The administration of Bisamid to Wistar rats by oral gavage at dose levels of 250, 500 and 1000 mg/kg body weight/day within the scope of OECD 422 revealed no treatment-related clinical signs, changes in the body weights or feed consumption. No treatment-related effects on reproduction/development such as mating index, fertility index, gestation length, post-natal loss, sex ratio and offspring growth and development.
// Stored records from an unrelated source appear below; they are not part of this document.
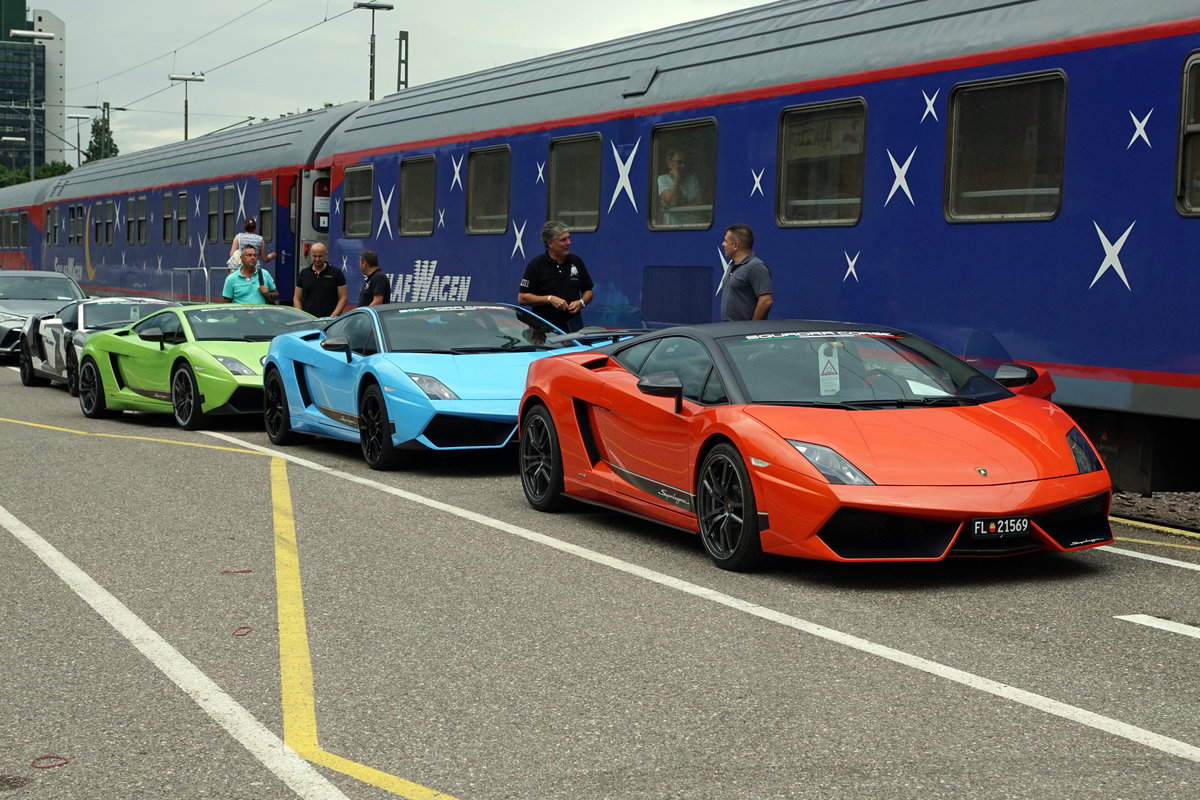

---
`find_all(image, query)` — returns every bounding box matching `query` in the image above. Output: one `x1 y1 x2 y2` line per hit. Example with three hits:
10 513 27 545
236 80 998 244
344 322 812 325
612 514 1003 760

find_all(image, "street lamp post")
168 73 205 140
353 3 394 101
67 113 88 166
9 29 54 182
1 135 25 175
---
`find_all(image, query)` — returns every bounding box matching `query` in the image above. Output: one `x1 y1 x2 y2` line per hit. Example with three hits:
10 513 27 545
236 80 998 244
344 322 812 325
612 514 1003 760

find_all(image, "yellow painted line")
1113 535 1200 552
0 416 262 455
1111 515 1200 540
270 457 458 800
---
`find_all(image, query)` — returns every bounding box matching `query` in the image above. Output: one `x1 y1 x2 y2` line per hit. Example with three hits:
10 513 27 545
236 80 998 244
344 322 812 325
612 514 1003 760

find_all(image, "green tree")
35 160 73 180
83 116 119 163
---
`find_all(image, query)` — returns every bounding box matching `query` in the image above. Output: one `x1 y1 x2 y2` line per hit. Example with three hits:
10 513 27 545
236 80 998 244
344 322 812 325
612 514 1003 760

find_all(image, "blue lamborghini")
262 302 607 469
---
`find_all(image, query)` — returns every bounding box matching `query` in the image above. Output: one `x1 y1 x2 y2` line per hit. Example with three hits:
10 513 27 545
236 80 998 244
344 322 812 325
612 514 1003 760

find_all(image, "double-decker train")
2 0 1199 493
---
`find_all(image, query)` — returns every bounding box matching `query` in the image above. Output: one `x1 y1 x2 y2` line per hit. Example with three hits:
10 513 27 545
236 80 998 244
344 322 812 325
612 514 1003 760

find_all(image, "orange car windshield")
720 331 1009 406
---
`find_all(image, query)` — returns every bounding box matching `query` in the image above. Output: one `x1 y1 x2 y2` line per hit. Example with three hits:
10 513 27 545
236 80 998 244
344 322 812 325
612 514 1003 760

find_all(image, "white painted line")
0 505 351 800
207 432 1200 764
1100 545 1200 572
1116 614 1200 640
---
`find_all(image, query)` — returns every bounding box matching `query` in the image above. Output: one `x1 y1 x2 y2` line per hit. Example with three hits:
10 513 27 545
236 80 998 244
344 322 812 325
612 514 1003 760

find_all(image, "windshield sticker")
818 342 841 396
745 330 898 340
Macroscopic examination revealed no test item related findings in any of the animals of 250, 500 and 1000 mg/kg body weight body weight as group. No abnormality was observed attributable to test item in pups from all treatment groups. Microscopic examination revealed no abnormality attributable to test item - Bisamid at the highest dose tested i.e. 1000 mg/kg body weight. No Observed Effect Level (NOAEL) for Combined Repeated Dose Toxicity Study with Reproduction / Developmental Toxicity Screening Test: 1000 mg/kg body weight.